There are two main reasons for progressives’ current techno-phobia. One is that progressives simply underestimate the importance of economic growth, believing incorrectly that its social objectives are achievable with slow or even no growth. That leads naturally to an underestimation of the importance of technological change, since one of its chief attributes is promoting growth.
Second, and worse, progressives now tend to regard technological change with dread rather than hope. They see technology as a force facilitating inequality rather than growth, destroying jobs rather than leading to skilled-job creation, turning consumers into corporate pawns rather than information-savvy citizens, and destroying the planet in the process. We are far, far away from the midcentury progressive attitude, which welcomed technological change as the handmaiden of abundance and increased leisure, or, for that matter, from the liberal optimism that permeated the culture of the 1950s and ‘60s with tantalizing visions of flying cars and obedient robots.
Instead, today’s progressives seem to envision a socially liberal ecotopia of dense housing powered by renewable energy. This very much includes the progressive “abundance” advocates who are having a moment in the discourse. This is abundance as today’s progressives envision it, not as working-class people desire, who would prefer a big house in the suburbs with plenty of money and lots of nice stuff and perhaps a “big-ass truck” or two in the driveway. Here as elsewhere progressives are dedicated to progress as they define it, not as normal people would and as they themselves used to.

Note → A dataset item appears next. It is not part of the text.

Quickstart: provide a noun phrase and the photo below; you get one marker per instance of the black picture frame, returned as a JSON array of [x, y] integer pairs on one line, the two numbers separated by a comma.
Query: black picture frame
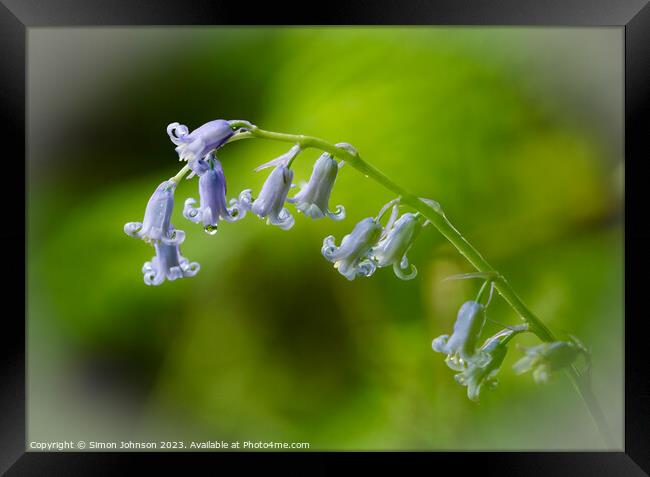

The fact of the matter is that today’s progressives have abandoned their former goals of universal uplift based on universal values and aspirations. That’s why today’s progressives are no longer progressive except in their own eyes.
Editor’s note: This is a longer version of an essay that originally appeared in The Free Press, where Ruy is a contributing writer.

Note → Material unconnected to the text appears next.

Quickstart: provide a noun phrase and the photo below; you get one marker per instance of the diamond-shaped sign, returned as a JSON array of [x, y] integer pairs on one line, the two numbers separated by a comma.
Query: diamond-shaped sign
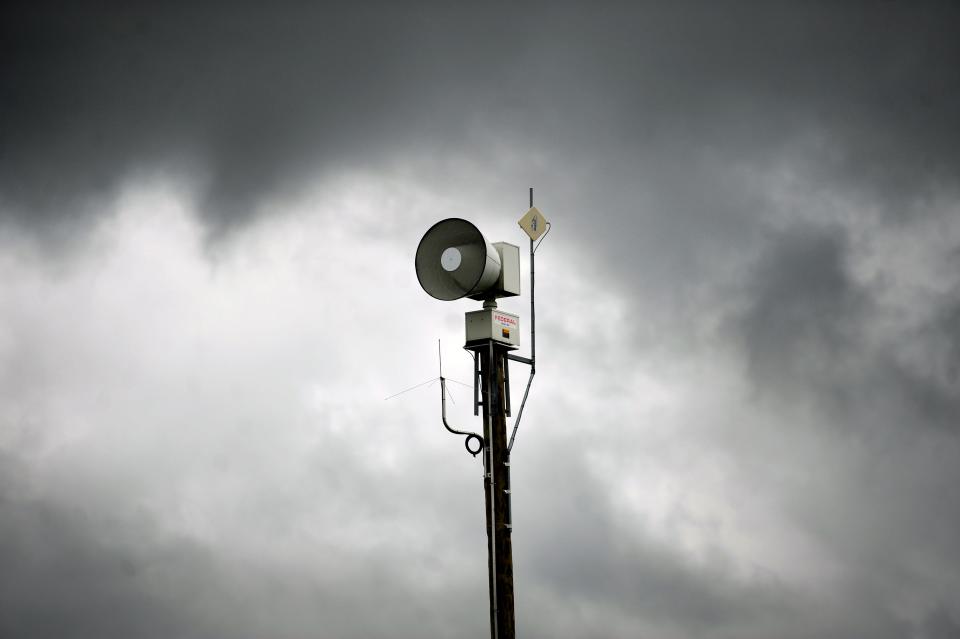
[[533, 223]]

What you wrote aptly summarizes why I walked away from the Democrats. I am not a Republican, and I disapprove of Trump as a person and as a political figure, so I feel unrepresented and pretty much attacked from both sides. Thanks very much for the article.
The disconnect is that progressives have morphed into leftists. And since class-based Marxism died with the fall of the USSR, they have moved on to something else - identity.
IMO the current leftist worldview is that one's lot in life is solely a function of privilege and oppression, which is based on one's immutable characteristics. In other words, one's material success is just an accident of birth and therefore a random variable. If success is random, then it follows that "society" i.e. government should redistribute it.
IMO the Progressive Left never really bought into the idea of free speech and freedom to begin with. They were useful tools while executing the Great Gramscian March Through The Institutions, but once that goal was accomplished the need was gone. Other Utopian societies like the USSR and Maoist China tightly controlled speech, so it isn't surprising that today's leftists want to do the same thing.
Once you realize the modern left simply switched identity for class and are executing the same playbook as the early 20th century Utopians, it all makes sense.